Re: "growing animals in what looks like a high-rise parking lot seems pretty cruel."
We do it to ourselves, our kids and our pets...
Since I make no effort to hide the fact that one of my main interests is the ultimate effects of peak oil, the best thing about vertical farming is that it would allow us to produce food in places that aren't otherwise surrounded by land. As an NYC resident, I've wondered if cities will be able to sustain themselves at all in the absence of cheap oil for transportation, but perhaps knocking down inefficient highrises and putting in moderate height vertical farms will save us.
I really don't know how the economics of this would work, as farming is one of the lowest value economic enterprises in terms of space utilization. Going vertical with it will only compound the costs, it seems, and it makes no sense as to how this could be done without the government buying the land and holding it in trust somehow.
Even then, it would still be spendy to do.
Seems like more of an issue for the 22nd century. There is plenty of space such as front lawns that could be used to grow food. Plants grow best in deep soil where they need minimal watering and other imputs. I wonder if you would need a high tech greenhouse approach to effectively go vertical.
Regarding the efficiency of cows and other farm animals. The problem is one of scale. They are the centre of our agricultural system, not a sideline. And when they graze they often disrupt wild prairie ecosytems.
More on this at http://www.veg.ca/issues/enintro.html (click on my name to go to this URL)

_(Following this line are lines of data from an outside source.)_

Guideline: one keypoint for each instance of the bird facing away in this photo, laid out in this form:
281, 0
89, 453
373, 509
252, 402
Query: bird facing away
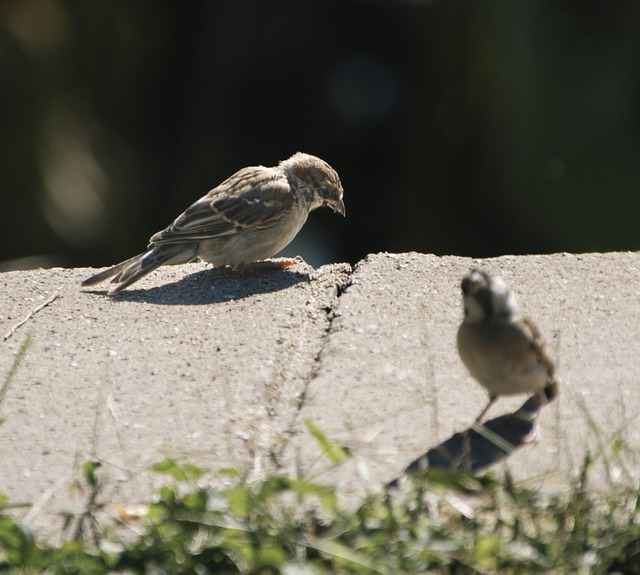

In North America we are consumers of some of the cheapest and safest food in the world. As a primary producer myself, I can't imagine becoming any more efficient than we (as an industry) already are. But we will be. Ever been on a cruise ship? How many tonnes of wasted food per ship per week is thrown out? How about hotels and restaurants? As North Americans we take for granted the richness of our country and are very wasteful of our resources - because they are cheap. Conservation will be the key to feeding 8 billion people - not vertical farming.
Large parts of the solution already exist. There will be crops that are more tolerant to cold temperatures - they can be seeded earlier and harvested sooner - greater chance being graded for human consumption. Poultry will grow faster. Pigs will be grow faster. Cows will grow faster. Genetics, nutrition and management will all contribute to feeding the world. The availability of fresh fish will increase on the prairies. These are not pipe dreams - they are happening today thanks to hard working and dedicated research groups.
A large part of the inefficiency of food production is in the processing and the transportation. In Canada, we are the only country in the world who is not improving our railroad - it actually appears we are slowly dismantling it. Canada is the only country in the Americas (North and South) that is not encouraging development of bio-fuels. In fact we are shipping raw products elsewhere to be made into bio-fuel - how crazy is that? Almost as crazy as shipping cattle from Alberta and Saskatchewan to Texas to be processed and then selling back the processing beef to Canada!! This is where the inefficiencies are - shrinkage of live animal carcasses during transportation amounts to HUGE quanities of meat. Transporting products for the sake of out-of-region employement without benefiting local areas. Political decisions made in the east without regard to citizens in the west. Its the end of October and there is grain piled on the ground - 10,000's of tonnes of grain. This grain will stay there because there has not been a call for this grain to market. The farmer can't ship until the grain is called for, so the grain will sit on the ground, some will blow away, some will rot, some will be eaten by wildlife - this is inefficient. The economics of buying a metal bin for storage doesn't pencil out when the price of steel has risen dramatically, and we still sell our grain for the same price we did in the 70's and 80's.
Primary producers are more than capable of feeding the world. The currnet nature of agriculture today prevents it from happening.